Effect of bimetallic modification on blast furnace slag and its application in low‐temperature selective catalytic reduction

Abstract Objective In order to control NO x in low‐temperature flue gases emitted from non‐power industries and to reduce the preparation cost of denitration catalysts, this study uses inexpensive blast furnace slag as raw material to prepare denitration catalysts. Methods After cooling, drying and grinding, the blast furnace slag becomes a powder with considerable fineness and meets the requirements of activity index, which is called GGBS (ground granulated blast furnace slag). Using GGBS as denitration catalyst carrier, the active components M (M = Fe, Co, Ni, Cu and Ce) are loaded on Mn‐based GGBS catalyst using an impregnation method. Conclusions The effect of different active components on the denitration performance and sulfur resistance of Mn‐based GGBS catalysts is investigated. The results show that the Mn‐Ce/GGBS catalyst has better denitration performance and sulfur resistance.

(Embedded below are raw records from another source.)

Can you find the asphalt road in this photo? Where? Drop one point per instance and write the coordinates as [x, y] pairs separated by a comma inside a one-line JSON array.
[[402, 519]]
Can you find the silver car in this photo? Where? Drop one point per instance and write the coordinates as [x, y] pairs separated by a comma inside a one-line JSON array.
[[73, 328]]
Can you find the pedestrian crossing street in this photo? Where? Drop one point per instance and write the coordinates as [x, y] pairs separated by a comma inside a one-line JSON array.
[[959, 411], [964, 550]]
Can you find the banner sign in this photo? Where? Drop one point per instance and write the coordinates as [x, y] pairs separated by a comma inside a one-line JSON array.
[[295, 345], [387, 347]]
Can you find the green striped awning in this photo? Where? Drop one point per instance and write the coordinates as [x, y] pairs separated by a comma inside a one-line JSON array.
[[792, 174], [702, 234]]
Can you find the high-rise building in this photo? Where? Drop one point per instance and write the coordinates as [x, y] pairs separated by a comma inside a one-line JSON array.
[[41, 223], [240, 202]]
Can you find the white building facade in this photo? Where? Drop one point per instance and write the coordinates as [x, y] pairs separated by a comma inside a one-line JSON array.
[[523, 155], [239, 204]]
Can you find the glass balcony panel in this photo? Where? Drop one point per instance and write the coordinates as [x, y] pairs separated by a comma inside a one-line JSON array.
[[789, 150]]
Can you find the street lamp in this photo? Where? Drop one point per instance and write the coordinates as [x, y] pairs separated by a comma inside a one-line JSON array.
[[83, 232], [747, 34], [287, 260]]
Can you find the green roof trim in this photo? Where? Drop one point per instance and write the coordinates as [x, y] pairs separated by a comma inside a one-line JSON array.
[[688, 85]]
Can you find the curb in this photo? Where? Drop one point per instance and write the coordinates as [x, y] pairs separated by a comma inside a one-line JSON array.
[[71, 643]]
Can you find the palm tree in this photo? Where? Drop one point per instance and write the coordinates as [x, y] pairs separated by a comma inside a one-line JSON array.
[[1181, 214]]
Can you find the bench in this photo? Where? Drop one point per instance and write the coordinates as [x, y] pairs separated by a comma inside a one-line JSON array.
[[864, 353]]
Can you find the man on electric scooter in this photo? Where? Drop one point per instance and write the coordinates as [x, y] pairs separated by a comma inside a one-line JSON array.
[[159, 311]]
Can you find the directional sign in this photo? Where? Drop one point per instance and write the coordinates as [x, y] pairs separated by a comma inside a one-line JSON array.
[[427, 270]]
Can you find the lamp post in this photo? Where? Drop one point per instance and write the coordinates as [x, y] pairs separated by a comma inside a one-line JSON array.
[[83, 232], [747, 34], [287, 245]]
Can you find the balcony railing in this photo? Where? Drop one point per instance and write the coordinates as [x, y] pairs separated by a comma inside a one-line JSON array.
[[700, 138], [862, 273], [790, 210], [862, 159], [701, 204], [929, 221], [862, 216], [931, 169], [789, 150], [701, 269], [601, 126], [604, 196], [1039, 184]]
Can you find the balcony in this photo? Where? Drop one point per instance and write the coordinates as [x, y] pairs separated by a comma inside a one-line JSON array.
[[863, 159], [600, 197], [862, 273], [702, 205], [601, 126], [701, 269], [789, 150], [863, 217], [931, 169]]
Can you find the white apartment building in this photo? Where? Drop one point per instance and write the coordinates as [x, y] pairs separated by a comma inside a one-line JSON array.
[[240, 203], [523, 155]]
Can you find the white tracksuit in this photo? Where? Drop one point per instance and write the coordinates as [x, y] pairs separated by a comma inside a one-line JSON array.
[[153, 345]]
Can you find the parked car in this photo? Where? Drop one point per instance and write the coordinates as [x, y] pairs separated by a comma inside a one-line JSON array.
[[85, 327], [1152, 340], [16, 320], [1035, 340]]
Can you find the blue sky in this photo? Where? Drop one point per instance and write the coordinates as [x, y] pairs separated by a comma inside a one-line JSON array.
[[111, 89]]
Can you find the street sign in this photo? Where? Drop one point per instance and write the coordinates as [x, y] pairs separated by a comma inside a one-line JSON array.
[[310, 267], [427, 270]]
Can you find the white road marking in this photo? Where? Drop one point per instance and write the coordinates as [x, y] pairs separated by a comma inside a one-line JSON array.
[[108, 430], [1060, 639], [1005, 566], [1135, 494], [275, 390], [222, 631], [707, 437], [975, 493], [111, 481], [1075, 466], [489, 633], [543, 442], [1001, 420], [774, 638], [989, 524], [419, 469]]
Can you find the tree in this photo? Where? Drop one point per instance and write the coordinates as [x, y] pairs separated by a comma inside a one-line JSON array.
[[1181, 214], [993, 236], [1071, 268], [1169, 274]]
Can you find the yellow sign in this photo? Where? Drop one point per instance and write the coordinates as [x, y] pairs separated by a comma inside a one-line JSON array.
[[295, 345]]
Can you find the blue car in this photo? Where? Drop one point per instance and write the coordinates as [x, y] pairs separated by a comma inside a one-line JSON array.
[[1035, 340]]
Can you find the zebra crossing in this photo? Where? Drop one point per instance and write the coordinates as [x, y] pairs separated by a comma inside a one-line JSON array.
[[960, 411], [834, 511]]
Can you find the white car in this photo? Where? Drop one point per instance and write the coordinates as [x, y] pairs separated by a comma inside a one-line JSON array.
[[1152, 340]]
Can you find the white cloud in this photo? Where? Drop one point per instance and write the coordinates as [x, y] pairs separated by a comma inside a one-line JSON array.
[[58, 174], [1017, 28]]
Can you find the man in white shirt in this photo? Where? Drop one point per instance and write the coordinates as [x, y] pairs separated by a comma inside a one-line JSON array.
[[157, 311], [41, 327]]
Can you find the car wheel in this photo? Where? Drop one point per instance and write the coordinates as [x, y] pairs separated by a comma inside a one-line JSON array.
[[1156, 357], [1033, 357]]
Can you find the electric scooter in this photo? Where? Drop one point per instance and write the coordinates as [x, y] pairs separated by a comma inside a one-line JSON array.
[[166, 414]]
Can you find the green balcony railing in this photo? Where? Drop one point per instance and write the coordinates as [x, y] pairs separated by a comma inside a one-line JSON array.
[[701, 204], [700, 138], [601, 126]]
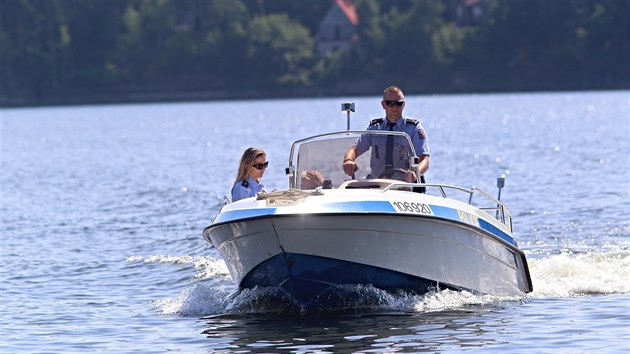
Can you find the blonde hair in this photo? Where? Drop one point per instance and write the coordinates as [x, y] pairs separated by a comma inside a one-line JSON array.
[[392, 88], [247, 160]]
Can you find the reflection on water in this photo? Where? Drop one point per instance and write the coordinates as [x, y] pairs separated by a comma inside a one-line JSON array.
[[376, 332]]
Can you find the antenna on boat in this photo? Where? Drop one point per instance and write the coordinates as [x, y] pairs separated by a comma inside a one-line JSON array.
[[348, 107], [500, 185]]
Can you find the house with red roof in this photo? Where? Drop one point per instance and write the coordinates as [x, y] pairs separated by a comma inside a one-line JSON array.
[[338, 29]]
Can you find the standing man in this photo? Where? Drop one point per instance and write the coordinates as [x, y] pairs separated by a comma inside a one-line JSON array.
[[383, 157]]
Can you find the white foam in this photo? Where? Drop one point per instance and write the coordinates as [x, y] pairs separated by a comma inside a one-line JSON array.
[[199, 300], [567, 275], [205, 267], [449, 299]]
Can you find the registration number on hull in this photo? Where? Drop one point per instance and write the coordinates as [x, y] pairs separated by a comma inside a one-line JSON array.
[[411, 207]]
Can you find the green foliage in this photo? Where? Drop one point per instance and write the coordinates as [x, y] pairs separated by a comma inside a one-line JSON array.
[[54, 49]]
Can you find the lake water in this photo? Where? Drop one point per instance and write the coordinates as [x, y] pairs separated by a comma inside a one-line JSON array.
[[102, 209]]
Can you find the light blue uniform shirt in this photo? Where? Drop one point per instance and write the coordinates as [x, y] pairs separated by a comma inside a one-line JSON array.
[[245, 189], [400, 154]]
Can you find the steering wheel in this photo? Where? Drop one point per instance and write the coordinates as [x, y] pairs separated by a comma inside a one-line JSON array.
[[394, 173]]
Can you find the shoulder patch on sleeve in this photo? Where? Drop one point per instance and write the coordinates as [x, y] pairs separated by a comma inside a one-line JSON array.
[[411, 121], [376, 121]]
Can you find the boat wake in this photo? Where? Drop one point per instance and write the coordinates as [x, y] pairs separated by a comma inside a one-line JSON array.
[[562, 275], [591, 273]]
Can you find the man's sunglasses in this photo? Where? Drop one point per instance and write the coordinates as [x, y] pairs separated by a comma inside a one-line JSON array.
[[260, 166], [394, 103]]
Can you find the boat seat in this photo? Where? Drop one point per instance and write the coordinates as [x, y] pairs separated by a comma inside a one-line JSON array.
[[377, 183]]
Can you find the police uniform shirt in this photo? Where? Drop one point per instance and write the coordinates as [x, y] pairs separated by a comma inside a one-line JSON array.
[[245, 189], [378, 144]]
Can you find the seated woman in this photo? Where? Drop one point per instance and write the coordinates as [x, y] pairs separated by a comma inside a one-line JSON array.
[[311, 179], [250, 171]]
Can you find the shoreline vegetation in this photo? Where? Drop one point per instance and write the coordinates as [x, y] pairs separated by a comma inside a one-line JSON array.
[[67, 52]]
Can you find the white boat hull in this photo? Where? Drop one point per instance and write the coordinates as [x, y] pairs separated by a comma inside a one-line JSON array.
[[307, 252]]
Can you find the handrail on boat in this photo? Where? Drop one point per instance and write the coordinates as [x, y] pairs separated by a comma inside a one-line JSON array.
[[503, 214]]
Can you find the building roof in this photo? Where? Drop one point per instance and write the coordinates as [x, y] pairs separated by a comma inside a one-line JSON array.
[[349, 10]]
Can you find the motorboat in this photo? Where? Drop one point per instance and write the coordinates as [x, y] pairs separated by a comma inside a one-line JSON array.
[[373, 230]]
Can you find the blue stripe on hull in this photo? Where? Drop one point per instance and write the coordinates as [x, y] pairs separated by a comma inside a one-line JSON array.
[[307, 276], [362, 207]]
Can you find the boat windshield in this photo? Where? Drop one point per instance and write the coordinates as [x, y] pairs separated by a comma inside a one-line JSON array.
[[318, 161]]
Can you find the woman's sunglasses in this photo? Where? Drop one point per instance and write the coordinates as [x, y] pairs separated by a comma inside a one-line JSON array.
[[260, 166], [394, 103]]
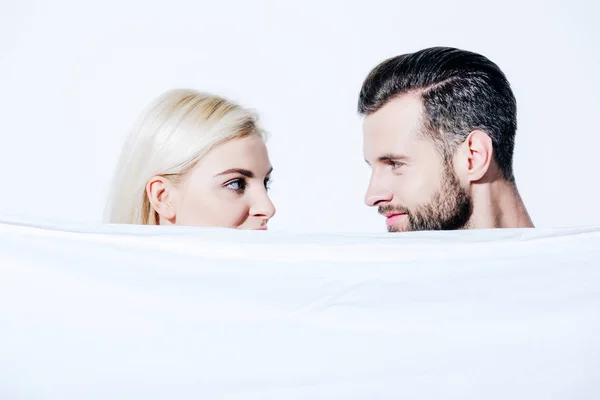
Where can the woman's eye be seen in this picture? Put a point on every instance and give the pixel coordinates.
(238, 185)
(395, 164)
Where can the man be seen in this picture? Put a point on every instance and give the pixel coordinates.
(439, 130)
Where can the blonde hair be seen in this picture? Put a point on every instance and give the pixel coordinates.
(168, 139)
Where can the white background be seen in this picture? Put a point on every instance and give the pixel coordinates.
(74, 76)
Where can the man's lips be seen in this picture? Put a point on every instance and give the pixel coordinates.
(393, 218)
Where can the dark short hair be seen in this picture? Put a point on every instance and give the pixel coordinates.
(460, 90)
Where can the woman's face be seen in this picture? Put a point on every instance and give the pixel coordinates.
(226, 189)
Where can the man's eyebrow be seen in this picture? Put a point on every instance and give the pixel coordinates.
(389, 157)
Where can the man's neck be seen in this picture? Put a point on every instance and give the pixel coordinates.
(498, 204)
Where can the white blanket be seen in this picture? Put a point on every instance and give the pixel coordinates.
(122, 312)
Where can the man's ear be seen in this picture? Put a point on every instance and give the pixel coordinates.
(479, 152)
(160, 192)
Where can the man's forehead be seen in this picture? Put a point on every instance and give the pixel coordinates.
(394, 126)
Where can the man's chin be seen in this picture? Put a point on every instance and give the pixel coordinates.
(398, 228)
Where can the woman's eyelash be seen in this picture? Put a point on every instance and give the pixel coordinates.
(239, 185)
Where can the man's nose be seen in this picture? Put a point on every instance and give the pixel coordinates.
(377, 193)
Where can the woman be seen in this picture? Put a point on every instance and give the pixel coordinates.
(193, 159)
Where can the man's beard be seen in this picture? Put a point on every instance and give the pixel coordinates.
(450, 208)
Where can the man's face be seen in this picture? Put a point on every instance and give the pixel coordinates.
(411, 184)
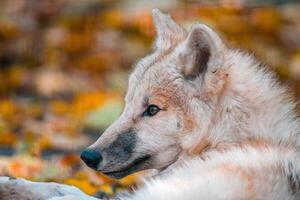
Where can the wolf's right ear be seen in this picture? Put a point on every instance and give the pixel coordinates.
(168, 32)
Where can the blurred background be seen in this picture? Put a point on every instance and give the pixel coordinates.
(64, 67)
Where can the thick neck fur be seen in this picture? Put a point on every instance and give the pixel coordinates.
(252, 107)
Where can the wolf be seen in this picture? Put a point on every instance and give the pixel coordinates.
(212, 121)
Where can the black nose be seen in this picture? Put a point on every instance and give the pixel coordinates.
(91, 158)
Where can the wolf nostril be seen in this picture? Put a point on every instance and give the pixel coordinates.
(91, 158)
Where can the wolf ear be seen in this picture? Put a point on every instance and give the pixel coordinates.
(201, 52)
(168, 32)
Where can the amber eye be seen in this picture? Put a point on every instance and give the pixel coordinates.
(151, 111)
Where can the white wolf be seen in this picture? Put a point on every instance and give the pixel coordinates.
(213, 122)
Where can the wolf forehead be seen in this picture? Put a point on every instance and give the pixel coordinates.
(154, 77)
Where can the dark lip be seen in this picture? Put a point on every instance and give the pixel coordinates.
(136, 165)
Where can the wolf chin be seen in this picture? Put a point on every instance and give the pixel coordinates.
(211, 120)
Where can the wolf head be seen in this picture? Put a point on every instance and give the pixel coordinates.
(171, 94)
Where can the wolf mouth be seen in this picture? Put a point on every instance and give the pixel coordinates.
(137, 164)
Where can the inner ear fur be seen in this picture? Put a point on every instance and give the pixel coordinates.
(202, 52)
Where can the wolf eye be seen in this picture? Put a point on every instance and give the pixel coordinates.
(151, 111)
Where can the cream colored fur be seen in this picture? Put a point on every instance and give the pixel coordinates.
(246, 122)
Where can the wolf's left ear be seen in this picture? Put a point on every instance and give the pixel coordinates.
(168, 33)
(201, 52)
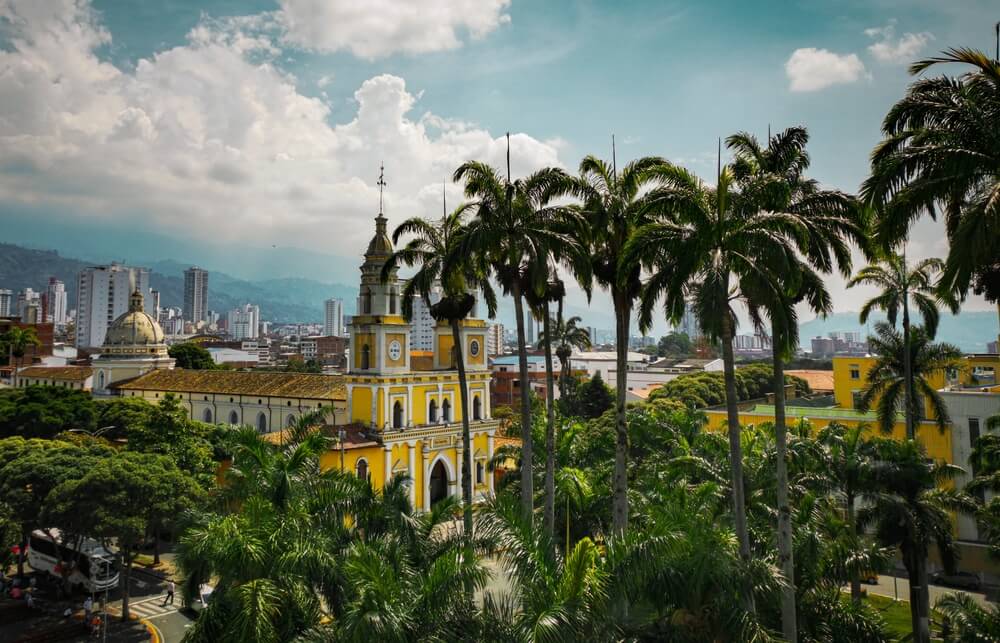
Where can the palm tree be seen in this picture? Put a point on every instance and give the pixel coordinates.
(566, 335)
(775, 174)
(513, 230)
(967, 620)
(17, 340)
(899, 286)
(910, 507)
(615, 205)
(435, 248)
(850, 466)
(942, 148)
(717, 248)
(886, 380)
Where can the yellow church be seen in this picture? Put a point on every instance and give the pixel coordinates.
(404, 411)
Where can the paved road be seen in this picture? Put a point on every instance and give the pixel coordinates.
(902, 590)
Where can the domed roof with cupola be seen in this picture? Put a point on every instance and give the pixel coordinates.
(135, 333)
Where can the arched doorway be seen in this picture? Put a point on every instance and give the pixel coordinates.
(439, 482)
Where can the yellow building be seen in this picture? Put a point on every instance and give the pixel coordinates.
(404, 409)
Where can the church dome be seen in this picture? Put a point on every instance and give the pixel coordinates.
(135, 328)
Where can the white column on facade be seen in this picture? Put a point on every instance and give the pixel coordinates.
(412, 471)
(489, 456)
(427, 478)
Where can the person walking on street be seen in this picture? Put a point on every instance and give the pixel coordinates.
(170, 593)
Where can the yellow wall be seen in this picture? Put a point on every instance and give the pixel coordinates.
(938, 445)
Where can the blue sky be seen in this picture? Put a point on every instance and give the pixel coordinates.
(216, 128)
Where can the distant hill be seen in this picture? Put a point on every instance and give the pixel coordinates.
(280, 300)
(969, 330)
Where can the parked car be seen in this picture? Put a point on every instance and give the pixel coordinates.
(958, 580)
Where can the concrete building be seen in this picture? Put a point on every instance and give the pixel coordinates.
(422, 324)
(195, 294)
(333, 317)
(494, 340)
(103, 295)
(244, 322)
(54, 302)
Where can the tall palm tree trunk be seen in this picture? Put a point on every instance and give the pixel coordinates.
(735, 449)
(527, 450)
(456, 333)
(907, 370)
(549, 511)
(785, 557)
(620, 484)
(852, 525)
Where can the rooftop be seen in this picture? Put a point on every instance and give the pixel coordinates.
(264, 384)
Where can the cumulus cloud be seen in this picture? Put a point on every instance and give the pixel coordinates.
(213, 136)
(810, 69)
(378, 28)
(889, 49)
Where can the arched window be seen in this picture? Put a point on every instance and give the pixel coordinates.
(397, 415)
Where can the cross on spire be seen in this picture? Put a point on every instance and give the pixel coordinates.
(381, 185)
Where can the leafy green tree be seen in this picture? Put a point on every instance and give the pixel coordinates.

The Mn‐Ce/GGBS catalyst has a significant denitration performance when load ratio is 2:1. The active component Ce improves the denitration performance of the catalyst, reduces sulfur poisoning and extends the life of the catalyst. The SO 2 in the flue gas increases the acid sites on the catalyst surface and improves catalyst activity. The larger the ratios of Mn 4+ /Mn 3+ , Ce 4+ /Ce 3+ and O α /O β , the stronger the catalyst activity and the better the denitration performance. © 2022 Society of Chemical Industry (SCI).